Retirement Planning: Surrender
Owners of cash value life insurance policies can terminate said policies at any time and take the cash value in actual cash dollars. This act is called surrender.
Surrender charges
Because of commissions and other costs, an insurance company may lose money on a life insurance policy during the first few years of its force. In the event that a cash value life insurance policy is surrendered before the insurer recovers its costs, the insurer will levy surrender charges on the policy to make up the difference.
The policy's cash value, less surrender charges, is called its surrender value or cash surrender value. When surrendering a policy, the policyholder really only walks away with the surrender value of the policy.
Taxes
Although the interest on your cash value accumulated tax-free, you might face income taxes or capital gains taxes upon surrender of the policy: if your cash surrender value exceeds your cost basis (the sum of premiums you paid into the policy), the difference between the two is taxable. All the cash value you access up to your cost basis is tax-free.
surrender value – cost basis = taxable income
If your cash surrender value results in taxable income, you might do postpone policy surrender until retirement. Conceivably, then, you would be taxed in the lowest tax bracket possible.

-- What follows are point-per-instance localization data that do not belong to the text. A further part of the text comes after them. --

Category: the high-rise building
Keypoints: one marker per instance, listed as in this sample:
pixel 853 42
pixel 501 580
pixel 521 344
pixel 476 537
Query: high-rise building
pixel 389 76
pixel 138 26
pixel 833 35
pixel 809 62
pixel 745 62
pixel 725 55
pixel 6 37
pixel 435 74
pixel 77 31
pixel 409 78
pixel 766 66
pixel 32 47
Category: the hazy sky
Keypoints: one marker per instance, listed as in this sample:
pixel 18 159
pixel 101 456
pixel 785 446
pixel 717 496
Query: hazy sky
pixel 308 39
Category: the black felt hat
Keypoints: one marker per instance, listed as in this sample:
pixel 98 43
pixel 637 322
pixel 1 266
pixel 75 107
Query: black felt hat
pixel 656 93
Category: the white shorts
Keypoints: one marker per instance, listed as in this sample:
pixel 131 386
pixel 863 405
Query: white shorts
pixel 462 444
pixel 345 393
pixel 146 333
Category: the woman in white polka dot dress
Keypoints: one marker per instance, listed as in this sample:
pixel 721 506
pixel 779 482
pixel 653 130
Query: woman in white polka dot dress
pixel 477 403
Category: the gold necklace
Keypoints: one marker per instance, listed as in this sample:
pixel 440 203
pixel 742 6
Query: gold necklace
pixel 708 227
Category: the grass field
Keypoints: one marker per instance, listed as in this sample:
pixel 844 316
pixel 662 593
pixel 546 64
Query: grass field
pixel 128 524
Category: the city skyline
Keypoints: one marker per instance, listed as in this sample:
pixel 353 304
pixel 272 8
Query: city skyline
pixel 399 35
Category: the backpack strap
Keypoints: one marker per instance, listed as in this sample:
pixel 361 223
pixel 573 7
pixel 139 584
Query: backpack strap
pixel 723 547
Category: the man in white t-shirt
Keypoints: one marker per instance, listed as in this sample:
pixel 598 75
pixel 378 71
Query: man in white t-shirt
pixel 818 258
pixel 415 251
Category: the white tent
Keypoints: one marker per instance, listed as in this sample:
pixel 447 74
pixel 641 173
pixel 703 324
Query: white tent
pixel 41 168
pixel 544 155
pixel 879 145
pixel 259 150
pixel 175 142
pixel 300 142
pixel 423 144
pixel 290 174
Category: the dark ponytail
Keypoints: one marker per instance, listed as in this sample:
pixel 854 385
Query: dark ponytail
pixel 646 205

Other access to cash value
A policyholder needn't utterly terminate his life insurance policy in order to make use of its cash value. Universal life insurance policies permit withdrawals, which are partial surrenders, enabling policyholders to take any amount of the policy's cash value. Besides that, all cash value life insurance policies allow owners to take loans from their cash value, on better terms than they could typically get from lenders.